Analisis Dampak Prukades Untuk Percepatan Peningkatan Pertumbuhan Ekonomi Desa yang Inklusif

Nila Warda , Asep Kurniawan, Ridho Al Izzati , M. Sulton Mawardi
2019

Mitra Kerja

Donor: Bp. Septian Hario Seto

 
 

Gambaran dan Perkembangan

Latar Belakang 

Produk Unggulan Kawasan Perdesaan (Prukades) sebagai wujud kerja sama antardesa yang bermitra dengan pengusaha, saat ini berjumlah 343 Prukades, berada di 148 kabupaten di 29 provinsi di Indonesia. Terdapat 18 komoditas yang diusahakan melalui kemitraan dengan 30 perusahaan.

Besarnya investasi potensial mencapai Rp 47 triliun. Rencana luas lahan yang digarap 3,2 juta hektar dengan tenaga kerja yang akan terserap 20 juta jiwa, dan upah yang akan dibagikan setiap tahunnya akan mencapai Rp 353 triliun.  

Sejak mulai dilaksanakan pada 2017, belum dilakukan analisis mendalam mengenai kontribusi program Prukades dalam meningkatkan pertumbuhan ekonomi atau perbaikan kesejahteraan masyarakat desa.

 

Tujuan 

  1. Mengevaluasi perbedaan perubahan pertumbuhan ekonomi dan tingkat kemiskinan antara kabupaten-kabupaten yang sudah menjalankan Prukades dan kabupaten-kabupaten sekitar yang belum menerapkan program Prukades
  2. Mengidentifikasi faktor dan aktor pendorong keberhasilan penerapan Prukades dan program lain yang diterapkan oleh Kementrian Desa atau NGO pegiat desa selama 5 tahun terakhir.
  3. Menyusun teori perubahan (Theory of Change - ToC) bagi percepatan pertumbuhan ekonomi perdesaan yang inklusif, berdasarkan pengalaman dan pembelajaran selama lima tahun terakhir

 

Metodologi 

Analisis dilakukan dengan mengkombinasikan antara analisis kuantitatif dan analisis kualitatif.

Analisis kuantitatif dilakukan dengan metode DID (difference-in-difference) untuk melihat perbedaan perubahan pertumbuhan ekonomi (sektoral atau general) dan tingkat kemiskinan antara kabupaten treatment dan kabupaten control dari sebelum dan sesudah program Prukades diterapkan.

Analisis kualitatif dilakukan untuk mengungkap faktor kunci yang berperan dalam perubahan pertumbuhan ekonomi dan tingkat kemiskinan yang terjadi mengikuti diterapkannya program Prukades ini. Hal ini dilakukan melalui metode FGD dan/atau wawancara mendalam.

Di tingkat nasional, pihak yang dilibatkan adalah Kementrian Desa dan PDT juga NGO yang sudah banyak bergelut dalam bidang pembangunan perdesaan.
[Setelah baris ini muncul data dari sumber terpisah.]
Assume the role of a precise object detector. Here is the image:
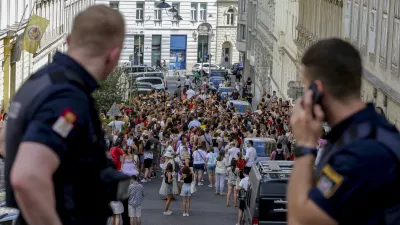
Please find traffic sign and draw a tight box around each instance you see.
[108,102,121,116]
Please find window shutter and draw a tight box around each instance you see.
[368,10,377,53]
[345,1,351,38]
[361,6,368,46]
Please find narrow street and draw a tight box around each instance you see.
[142,178,237,225]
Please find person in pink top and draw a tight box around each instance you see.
[110,141,124,170]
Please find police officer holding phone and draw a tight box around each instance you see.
[287,39,400,225]
[5,5,126,225]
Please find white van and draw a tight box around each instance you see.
[129,72,168,89]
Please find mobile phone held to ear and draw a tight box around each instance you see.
[308,82,323,117]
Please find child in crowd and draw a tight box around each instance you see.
[128,175,144,225]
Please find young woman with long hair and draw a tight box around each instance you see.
[215,150,228,195]
[181,166,193,216]
[206,146,217,187]
[226,158,240,207]
[163,164,174,216]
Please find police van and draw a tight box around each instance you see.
[129,72,168,89]
[242,160,294,225]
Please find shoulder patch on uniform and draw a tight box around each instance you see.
[52,109,77,138]
[317,164,343,198]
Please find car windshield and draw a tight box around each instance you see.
[218,88,233,93]
[244,140,276,157]
[233,104,251,113]
[140,78,162,84]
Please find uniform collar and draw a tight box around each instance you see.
[53,52,98,92]
[327,103,376,142]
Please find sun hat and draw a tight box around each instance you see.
[164,151,174,158]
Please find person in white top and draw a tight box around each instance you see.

Sebagai pembanding, akan diamati juga program/kebijakan selain Prukades yang sudah pernah diterapkan oleh Kementrian Desa dan PDT juga program pembangunan atau pemberdayaan desa yang pernah diterapkan oleh NGO pegiat desa.
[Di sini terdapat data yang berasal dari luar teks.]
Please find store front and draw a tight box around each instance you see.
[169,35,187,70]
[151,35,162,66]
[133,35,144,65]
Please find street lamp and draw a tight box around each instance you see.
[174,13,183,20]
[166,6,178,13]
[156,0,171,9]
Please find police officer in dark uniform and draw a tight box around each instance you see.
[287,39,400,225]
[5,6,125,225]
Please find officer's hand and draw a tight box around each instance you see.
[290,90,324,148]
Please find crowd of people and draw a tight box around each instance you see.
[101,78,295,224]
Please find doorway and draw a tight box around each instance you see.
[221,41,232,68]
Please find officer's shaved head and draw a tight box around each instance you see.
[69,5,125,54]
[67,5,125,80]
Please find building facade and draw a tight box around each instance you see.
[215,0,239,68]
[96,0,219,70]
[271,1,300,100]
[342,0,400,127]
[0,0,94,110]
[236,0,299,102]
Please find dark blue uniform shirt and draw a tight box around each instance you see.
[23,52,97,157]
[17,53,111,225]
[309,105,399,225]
Hasil dari FGD di tingkat nasional ini kemudian akan dikonfirmasi dengan studi kualitatif di dua kabupaten yang sudah menerapkan program Prukades, yang dianggap berhasil dan yang stagnan. Di tingkat kabupaten, pihak yang dilibatkan adalah perusahaan swasta sebagai mitra Prukades, pemerintah kabupaten (Dinas-dinas terkait), pemerintah desa, NGO local (jika ada), dan masyarakat.
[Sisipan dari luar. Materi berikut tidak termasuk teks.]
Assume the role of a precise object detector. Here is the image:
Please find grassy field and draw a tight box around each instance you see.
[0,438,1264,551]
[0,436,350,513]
Keluaran akhir dari analisis kuantitatif dan kualitatif ini adalah dibangunnya Theory of Change atas efektivitas kebijakan/program percepatan pertumbuhan ekonomi desa yang inklusif yang diharapkan dapat diturunkan menjadi kebijakan/program prioritas revitalisasi perekonomian desa.